Brachiterapia: domande frequenti

La brachiterapia è una modalità di radioterapia tumorale, che consiste nel posizionamento di materiale radioattivo all'interno del corpo, a ridosso della massa neoplastica da curare.

Poiché molte persone ne ignorano ancora le caratteristiche o possiedono delle informazioni scorrette, si è pensato di riportare in questa sede le domande più frequenti che i pazienti rivolgono ai medici e i dubbi più comuni:

  • Domanda. La brachiterapia è più o meno veloce della radioterapia esterna tradizionale?
    Risposta. La brachiterapia è molto più rapida della radioterapia classica. Infatti, l'utilizzo di una sorgente radioattiva interna permette di portare a termine il trattamento anche nel giro di 5 giorni. Ciò è impossibile quando si fa ricorso a una fonte esterna di radiazioni ionizzanti, in quanto per l'ottenimento di risultati concreti occorrono diverse settimane.

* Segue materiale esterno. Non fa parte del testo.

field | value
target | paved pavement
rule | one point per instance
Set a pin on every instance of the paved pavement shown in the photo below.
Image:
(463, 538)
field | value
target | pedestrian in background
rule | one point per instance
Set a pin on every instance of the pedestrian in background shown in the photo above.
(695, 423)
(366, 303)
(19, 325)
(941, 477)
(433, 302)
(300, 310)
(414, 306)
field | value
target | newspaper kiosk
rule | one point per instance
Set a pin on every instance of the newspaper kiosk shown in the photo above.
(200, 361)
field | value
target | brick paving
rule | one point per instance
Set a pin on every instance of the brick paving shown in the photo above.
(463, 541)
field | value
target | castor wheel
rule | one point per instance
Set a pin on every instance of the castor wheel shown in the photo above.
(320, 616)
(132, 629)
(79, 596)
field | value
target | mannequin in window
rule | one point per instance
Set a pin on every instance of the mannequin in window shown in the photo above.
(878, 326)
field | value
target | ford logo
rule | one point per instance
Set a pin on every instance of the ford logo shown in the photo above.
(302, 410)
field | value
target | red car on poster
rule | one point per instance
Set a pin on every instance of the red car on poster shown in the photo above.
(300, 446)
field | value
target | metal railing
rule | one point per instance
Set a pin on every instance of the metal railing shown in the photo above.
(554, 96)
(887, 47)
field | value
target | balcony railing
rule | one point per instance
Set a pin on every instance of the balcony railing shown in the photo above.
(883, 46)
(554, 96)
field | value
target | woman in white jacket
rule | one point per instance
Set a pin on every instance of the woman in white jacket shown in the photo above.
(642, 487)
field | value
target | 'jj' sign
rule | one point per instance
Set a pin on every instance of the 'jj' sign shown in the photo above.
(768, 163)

  • Domanda. La brachiterapia rende il paziente una fonte di radioattività per le persone circostanti?
    Risposta. Dipende dalla carica radioattiva del materiale utilizzato. Se si fa uso di sorgenti a bassa dose di radioattività, non è un trattamento pericoloso per gli altri. Lo potrebbe essere, invece, se si fa ricorso a sorgenti radioattive molto potenti. Tuttavia, anche in questo caso, il rischio è controllato, in quanto il trattamento dura pochi giorni e il paziente viene mantenuto in isolamento.

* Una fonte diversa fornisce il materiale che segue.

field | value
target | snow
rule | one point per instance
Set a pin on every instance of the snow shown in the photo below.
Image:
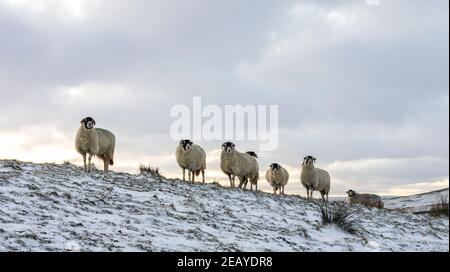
(49, 207)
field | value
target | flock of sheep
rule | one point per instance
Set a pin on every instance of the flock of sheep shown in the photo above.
(91, 141)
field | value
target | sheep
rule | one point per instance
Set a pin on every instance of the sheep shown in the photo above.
(278, 177)
(234, 164)
(253, 175)
(314, 179)
(191, 157)
(95, 142)
(369, 200)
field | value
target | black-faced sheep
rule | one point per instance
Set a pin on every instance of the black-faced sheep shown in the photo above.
(314, 179)
(191, 157)
(278, 177)
(253, 175)
(91, 141)
(234, 163)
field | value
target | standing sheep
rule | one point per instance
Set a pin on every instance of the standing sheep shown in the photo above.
(95, 142)
(234, 164)
(253, 175)
(369, 200)
(278, 177)
(314, 179)
(191, 157)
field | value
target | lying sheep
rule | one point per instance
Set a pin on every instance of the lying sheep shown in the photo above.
(95, 142)
(277, 177)
(369, 200)
(191, 157)
(234, 164)
(314, 179)
(253, 175)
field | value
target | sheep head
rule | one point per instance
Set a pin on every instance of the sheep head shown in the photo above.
(309, 160)
(186, 145)
(228, 147)
(275, 168)
(88, 123)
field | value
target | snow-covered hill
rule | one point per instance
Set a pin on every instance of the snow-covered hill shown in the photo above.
(50, 207)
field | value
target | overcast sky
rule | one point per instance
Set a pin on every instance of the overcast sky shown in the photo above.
(364, 88)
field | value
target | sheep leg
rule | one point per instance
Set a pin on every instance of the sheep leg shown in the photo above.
(105, 164)
(84, 161)
(241, 182)
(89, 162)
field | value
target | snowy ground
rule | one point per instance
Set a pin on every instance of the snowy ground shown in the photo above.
(52, 207)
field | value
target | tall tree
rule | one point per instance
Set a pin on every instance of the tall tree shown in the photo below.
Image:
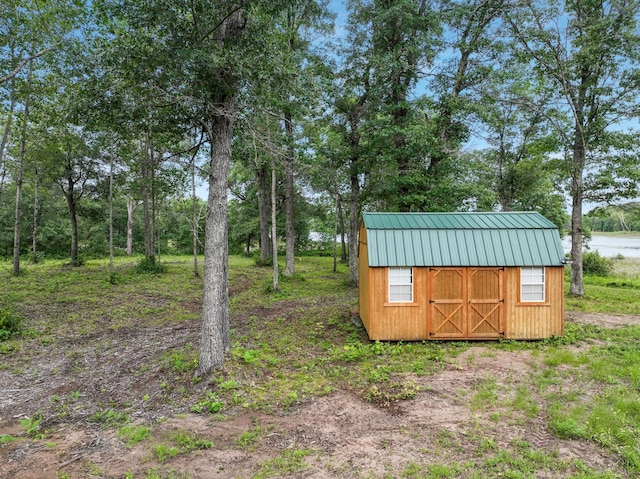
(589, 50)
(20, 174)
(197, 56)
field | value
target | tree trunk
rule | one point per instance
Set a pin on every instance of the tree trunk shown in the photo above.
(289, 219)
(335, 235)
(576, 287)
(263, 211)
(274, 232)
(131, 207)
(147, 194)
(73, 217)
(194, 199)
(354, 226)
(19, 180)
(5, 135)
(343, 241)
(111, 216)
(214, 339)
(36, 216)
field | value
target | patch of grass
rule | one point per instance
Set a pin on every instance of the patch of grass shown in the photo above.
(132, 434)
(10, 324)
(6, 438)
(288, 462)
(414, 470)
(32, 426)
(249, 439)
(159, 473)
(485, 393)
(391, 392)
(209, 403)
(109, 418)
(188, 442)
(525, 402)
(555, 357)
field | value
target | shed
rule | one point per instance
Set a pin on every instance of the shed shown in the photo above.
(460, 276)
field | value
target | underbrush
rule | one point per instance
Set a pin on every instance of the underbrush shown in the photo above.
(289, 348)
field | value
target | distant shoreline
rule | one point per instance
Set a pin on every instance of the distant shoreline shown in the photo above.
(632, 234)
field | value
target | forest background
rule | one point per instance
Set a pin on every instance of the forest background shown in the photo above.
(113, 112)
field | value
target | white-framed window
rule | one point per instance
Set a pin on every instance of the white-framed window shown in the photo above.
(532, 284)
(401, 285)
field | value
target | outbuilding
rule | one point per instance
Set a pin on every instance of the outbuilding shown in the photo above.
(460, 276)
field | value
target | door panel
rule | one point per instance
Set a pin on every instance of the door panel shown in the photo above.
(486, 303)
(466, 303)
(447, 308)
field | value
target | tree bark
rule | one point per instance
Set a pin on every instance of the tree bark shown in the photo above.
(335, 235)
(147, 199)
(19, 180)
(576, 287)
(111, 215)
(73, 217)
(343, 241)
(194, 199)
(214, 338)
(5, 135)
(274, 231)
(131, 207)
(263, 211)
(354, 226)
(36, 215)
(289, 219)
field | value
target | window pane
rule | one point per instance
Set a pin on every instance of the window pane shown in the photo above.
(532, 284)
(401, 285)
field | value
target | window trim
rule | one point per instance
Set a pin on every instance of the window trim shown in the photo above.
(410, 283)
(543, 283)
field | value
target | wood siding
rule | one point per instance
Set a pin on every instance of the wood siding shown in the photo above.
(364, 283)
(535, 320)
(460, 303)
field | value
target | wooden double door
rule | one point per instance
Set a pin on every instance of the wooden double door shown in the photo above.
(466, 303)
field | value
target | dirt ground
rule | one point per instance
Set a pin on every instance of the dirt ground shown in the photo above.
(343, 435)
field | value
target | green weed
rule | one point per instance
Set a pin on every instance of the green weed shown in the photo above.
(210, 403)
(132, 434)
(109, 418)
(289, 462)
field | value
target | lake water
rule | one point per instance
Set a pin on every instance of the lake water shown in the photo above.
(610, 246)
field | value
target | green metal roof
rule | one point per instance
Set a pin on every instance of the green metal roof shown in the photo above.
(462, 239)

  • Domanda. La brachiterapia è riservata solo ai pazienti giovani?
    Risposta. Falso, pazienti di qualsiasi età possono sottoporsi alla brachiterapia. Addirittura, questo tipo di trattamento è particolarmente indicato per quegli individui anziani, ai quali è sconsigliato l'intervento chirurgico.

  • Domanda. La brachiterapia è efficace più o meno dell'intervento chirurgico per la cura di un tumore?
    Risposta. L'efficacia della brachiterapia non va rapportata a quella dell'intervento chirurgico. Sono due cose distinte, che spesso si accompagnano l'una all'altra. Dopo la rimozione del tumore, infatti, si ricorre di frequente alla radioterapia. La brachiterapia è una soluzione molto comoda, perché rapida e altamente specifica.

  • Domanda. La brachiterapia è un trattamento all'avanguardia o ancora agli albori?
    Risposta. La brachiterapia esiste da più di cento anni. I primi esperimenti risalgono ai primi anni del novecento (1901-1903), per opera di Henri-Alexandre Danlos e Pierre Curie. Da allora, si sono perfezionati i materiali radioattivi utilizzati e le modalità d'inserimento di quest'ultimi.

  • Domanda. La brachiterapia è un trattamento poco utilizzato?
    Risposta. No, viene utilizzata molto spesso per la cura del tumore alla prostata, nell'uomo, e del tumore della cervice uterina, nella donna. Di solito, è associata ad altri forme di terapia.